Government spending, G contributed almost nothing, 0.09 percentage points to Q3 GDP. Federal spending was 0.17 percentage points while state and local subtracted -0.08 percentage points. Government spending has been an absentee player for quite some time in GDP growth.
Investment, I is made up of fixed investment and changes to private inventories. The change in private inventories alone was a +0.61 percentage point contribution. In Q1, changes in private inventories subtracted -1.16 percentage points from Q2 GDP. So, the end of private inventories accelerated shrinking really helped Q3 growth. Below are the change in real private inventories and the next graph is the change in that value from the previous quarter.
Fixed investment is residential and nonresidential and was a wash with a -0.09 percentage point GDP contribution. Nonresidential was a 0.15 individual percentage point contribution Within nonresidential, structures added 0.14 percentage points from GDP and equipment was shorn by -0.16 GDP percentage points. Equipment was negative due to a -0.26 percentage point contribution by transportation equipment.
Residential fixed investment was not good for Q3 with a -0.24 percentage points to GDP. The below graph shows residential fixed investment.
Nominal GDP: In current dollars, not adjusted for prices, of the U.S. output,was $18,651.2 billion, a 4.4% annualized increase for Q2 from Q3. In Q2, current dollar GDP increased 3.7%, showing how inflation has impacted real GDP for both quarters.
Real final sales of domestic product is GDP - inventories change. This figures gives a feel for real demand in the economy. This is because while private inventories represent economic activity, the stuff is sitting on the shelf, it's not demanded or sold. Real final sales increased 2.3%, which is reasonable growth.
Gross domestic purchases are what U.S. consumers bought no matter whether it was made in Ohio or China. It's defined as GDP plus imports and minus exports or using our above equation: where P = Real gross domestic purchases. Real gross domestic purchases increased 2.0% in Q2. Exports are subtracted off because they are not available for purchase by Americans, but imports are available for purchase in the U.S. When gross domestic purchases exceed GDP, that's actually bad news, it means America is buying imports instead of goods made domestically.
The price index for gross domestic purchases increased 1.6% for Q3. Without food and energy considered, the core price index increased 1.7%. In Q2 the price index was 2.1% and without food and energy considered, 2.0%. The Federal Reserve's target inflation rate is about 2.0% without food and energy considered.
Below are the percentage changes of the Q3 2016 GDP components, from Q2. There is a difference between percentage change and percentage point change.
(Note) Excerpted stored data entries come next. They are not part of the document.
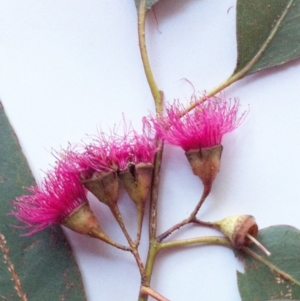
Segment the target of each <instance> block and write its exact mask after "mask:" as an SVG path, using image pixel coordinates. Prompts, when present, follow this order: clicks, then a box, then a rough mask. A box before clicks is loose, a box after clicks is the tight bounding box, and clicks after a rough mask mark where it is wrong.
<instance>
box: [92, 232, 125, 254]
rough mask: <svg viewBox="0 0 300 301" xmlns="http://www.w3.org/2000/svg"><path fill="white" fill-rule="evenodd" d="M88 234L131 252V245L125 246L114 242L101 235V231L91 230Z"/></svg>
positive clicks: (112, 240) (117, 248)
mask: <svg viewBox="0 0 300 301" xmlns="http://www.w3.org/2000/svg"><path fill="white" fill-rule="evenodd" d="M90 234H91V236H92V237H93V238H96V239H100V240H102V241H104V242H106V243H107V244H109V245H111V246H113V247H116V248H117V249H120V250H123V251H129V252H131V247H126V246H123V245H120V244H119V243H117V242H115V241H114V240H112V239H111V238H108V237H107V236H105V235H103V232H100V231H97V230H92V231H91V233H90Z"/></svg>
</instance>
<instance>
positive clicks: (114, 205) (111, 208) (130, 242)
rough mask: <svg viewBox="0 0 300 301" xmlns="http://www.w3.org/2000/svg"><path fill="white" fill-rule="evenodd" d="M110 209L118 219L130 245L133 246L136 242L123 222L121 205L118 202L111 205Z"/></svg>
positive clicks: (120, 224) (116, 218)
mask: <svg viewBox="0 0 300 301" xmlns="http://www.w3.org/2000/svg"><path fill="white" fill-rule="evenodd" d="M109 209H110V211H111V212H112V214H113V216H114V218H115V219H116V221H117V222H118V224H119V226H120V228H121V230H122V232H123V233H124V235H125V237H126V239H127V241H128V243H129V245H130V246H131V247H132V246H134V243H133V241H132V239H131V237H130V235H129V233H128V232H127V229H126V227H125V224H124V222H123V218H122V215H121V212H120V210H119V207H118V205H117V204H113V205H112V206H109Z"/></svg>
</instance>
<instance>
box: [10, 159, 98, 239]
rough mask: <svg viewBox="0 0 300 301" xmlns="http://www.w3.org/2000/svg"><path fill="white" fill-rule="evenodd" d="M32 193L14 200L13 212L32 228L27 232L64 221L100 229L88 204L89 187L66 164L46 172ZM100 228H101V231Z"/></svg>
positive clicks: (56, 167)
mask: <svg viewBox="0 0 300 301" xmlns="http://www.w3.org/2000/svg"><path fill="white" fill-rule="evenodd" d="M27 190H28V191H29V192H30V193H31V194H29V195H23V196H21V197H18V198H17V199H16V200H15V201H13V207H14V211H13V212H12V215H13V216H15V217H16V218H17V219H19V220H20V221H22V222H23V223H24V224H25V226H24V228H28V229H30V231H29V232H28V233H27V234H26V235H31V234H33V233H35V232H38V231H40V230H43V229H45V228H46V227H49V226H52V225H54V224H62V225H65V226H66V227H69V228H71V229H72V230H74V231H76V232H79V233H81V234H85V235H91V236H93V235H92V232H93V231H100V226H99V224H98V221H97V219H96V218H95V217H94V215H93V213H92V211H91V209H90V208H89V205H88V202H87V198H86V190H85V188H84V187H83V186H82V185H81V183H80V181H79V178H78V175H76V174H74V173H68V172H66V170H64V168H63V165H61V164H58V165H57V166H56V168H55V169H54V170H53V171H51V172H49V173H48V174H47V175H46V178H45V179H44V180H43V182H42V184H41V186H40V187H38V186H33V187H29V188H27ZM100 232H101V231H100Z"/></svg>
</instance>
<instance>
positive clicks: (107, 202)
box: [81, 171, 119, 206]
mask: <svg viewBox="0 0 300 301" xmlns="http://www.w3.org/2000/svg"><path fill="white" fill-rule="evenodd" d="M81 183H82V184H83V185H84V187H85V188H86V189H88V190H89V191H90V192H91V193H92V194H93V195H94V196H95V197H97V198H98V200H99V201H100V202H102V203H104V204H106V205H108V206H113V205H114V204H116V203H117V201H118V196H119V183H118V178H117V175H116V173H115V172H114V171H109V172H100V173H99V172H94V174H93V176H92V177H91V178H90V179H86V180H81Z"/></svg>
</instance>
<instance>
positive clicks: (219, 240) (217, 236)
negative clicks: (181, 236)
mask: <svg viewBox="0 0 300 301" xmlns="http://www.w3.org/2000/svg"><path fill="white" fill-rule="evenodd" d="M199 244H210V245H220V246H224V247H228V248H232V243H231V242H230V240H229V239H228V238H227V237H221V236H203V237H195V238H188V239H182V240H174V241H170V242H163V243H160V244H159V245H158V248H157V251H161V250H163V249H167V248H174V247H184V246H189V245H199Z"/></svg>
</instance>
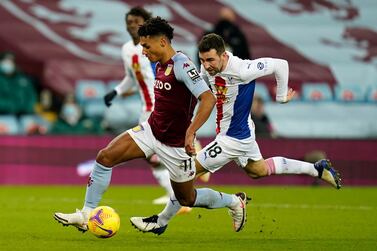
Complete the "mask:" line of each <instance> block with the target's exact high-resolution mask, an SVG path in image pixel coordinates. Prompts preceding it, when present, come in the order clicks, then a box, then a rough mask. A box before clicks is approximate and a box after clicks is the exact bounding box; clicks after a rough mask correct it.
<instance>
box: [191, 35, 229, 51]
mask: <svg viewBox="0 0 377 251" xmlns="http://www.w3.org/2000/svg"><path fill="white" fill-rule="evenodd" d="M198 48H199V52H208V51H210V50H211V49H215V50H216V52H217V54H218V55H221V54H222V53H224V52H225V42H224V39H223V38H222V37H220V36H219V35H217V34H215V33H209V34H207V35H205V36H204V37H202V39H201V40H200V41H199V44H198Z"/></svg>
Point change adds up to the total GDP percentage change and is reported above. The below is the individual quarterly percentage change, against themselves, of each component which makes up overall GDP. Additionally these changes are seasonally adjusted and reported by the BEA in annualized format. Durable goods by themselves showed a 9.5% increase. Within investment structures showed a 5.4% increase. Residential investment on the other hand showed a -6.2% quarterly decrease.
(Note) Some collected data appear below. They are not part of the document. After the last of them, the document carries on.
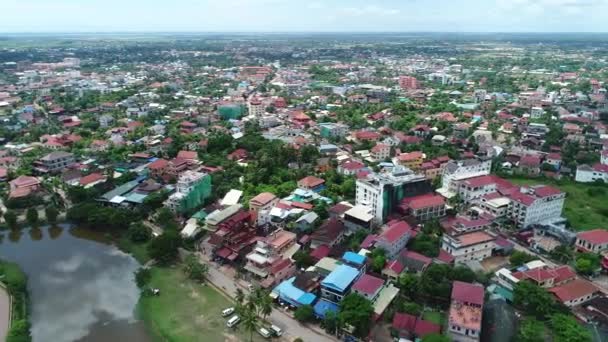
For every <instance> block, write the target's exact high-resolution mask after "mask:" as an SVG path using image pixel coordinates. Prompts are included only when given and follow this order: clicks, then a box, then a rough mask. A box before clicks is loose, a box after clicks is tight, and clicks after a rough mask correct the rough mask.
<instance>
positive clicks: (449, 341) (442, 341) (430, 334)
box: [422, 333, 451, 342]
mask: <svg viewBox="0 0 608 342" xmlns="http://www.w3.org/2000/svg"><path fill="white" fill-rule="evenodd" d="M450 341H451V340H450V338H449V337H447V336H445V335H441V334H437V333H433V334H428V335H426V336H424V337H423V338H422V342H450Z"/></svg>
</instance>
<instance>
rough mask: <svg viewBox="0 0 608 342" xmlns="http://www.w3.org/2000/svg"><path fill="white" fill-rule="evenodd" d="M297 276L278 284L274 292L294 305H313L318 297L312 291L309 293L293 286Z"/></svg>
mask: <svg viewBox="0 0 608 342" xmlns="http://www.w3.org/2000/svg"><path fill="white" fill-rule="evenodd" d="M295 279H296V278H295V277H292V278H290V279H288V280H285V281H284V282H282V283H280V284H279V285H277V286H276V287H275V288H274V289H273V290H272V292H274V293H276V294H278V295H279V298H280V299H281V300H282V301H285V302H287V303H289V304H291V305H293V306H298V307H299V306H302V305H312V303H314V302H315V299H317V297H316V296H315V295H314V294H312V293H307V292H305V291H302V290H300V289H299V288H297V287H295V286H293V281H294V280H295Z"/></svg>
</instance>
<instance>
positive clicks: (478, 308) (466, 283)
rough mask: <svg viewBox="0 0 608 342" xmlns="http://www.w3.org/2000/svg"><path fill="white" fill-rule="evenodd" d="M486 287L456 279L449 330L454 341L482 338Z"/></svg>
mask: <svg viewBox="0 0 608 342" xmlns="http://www.w3.org/2000/svg"><path fill="white" fill-rule="evenodd" d="M484 292H485V291H484V288H483V286H482V285H476V284H469V283H465V282H462V281H454V283H453V284H452V296H451V303H450V311H449V314H448V332H449V335H450V338H451V339H452V341H455V342H477V341H479V340H480V339H481V319H482V315H483V304H484V294H485V293H484Z"/></svg>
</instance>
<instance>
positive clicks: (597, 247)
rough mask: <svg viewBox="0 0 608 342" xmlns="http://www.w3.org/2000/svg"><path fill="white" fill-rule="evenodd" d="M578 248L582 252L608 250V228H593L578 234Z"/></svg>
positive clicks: (596, 252)
mask: <svg viewBox="0 0 608 342" xmlns="http://www.w3.org/2000/svg"><path fill="white" fill-rule="evenodd" d="M574 246H575V247H576V249H578V250H579V251H581V252H589V253H601V252H604V251H606V250H608V230H605V229H601V228H599V229H593V230H588V231H586V232H580V233H578V234H577V235H576V243H575V244H574Z"/></svg>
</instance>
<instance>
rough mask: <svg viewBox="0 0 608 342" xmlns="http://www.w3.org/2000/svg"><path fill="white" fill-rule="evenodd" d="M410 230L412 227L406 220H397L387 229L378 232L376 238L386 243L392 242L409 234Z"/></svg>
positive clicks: (395, 240) (389, 242)
mask: <svg viewBox="0 0 608 342" xmlns="http://www.w3.org/2000/svg"><path fill="white" fill-rule="evenodd" d="M411 231H412V227H411V226H410V225H409V224H408V223H407V222H405V221H399V222H397V223H395V224H393V225H391V226H390V227H389V228H388V229H387V230H385V231H384V232H383V233H382V234H380V236H378V240H383V241H386V242H387V243H393V242H395V241H397V240H398V239H399V238H401V237H402V236H404V235H406V234H409V233H410V232H411Z"/></svg>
Q3 2016 GDP Component Percentage Change
|Component||Percentage Change from 2015 Q4|
This GDP report is OK, but not the raging growth so many in the press implied. The fact so much of growth was on trade is not a good thing as trade data is so often revised dramatically The better news is how inventory contraction acceleration has stopped. The halving of consumer spending might be a concern except this month's report showed a comeback.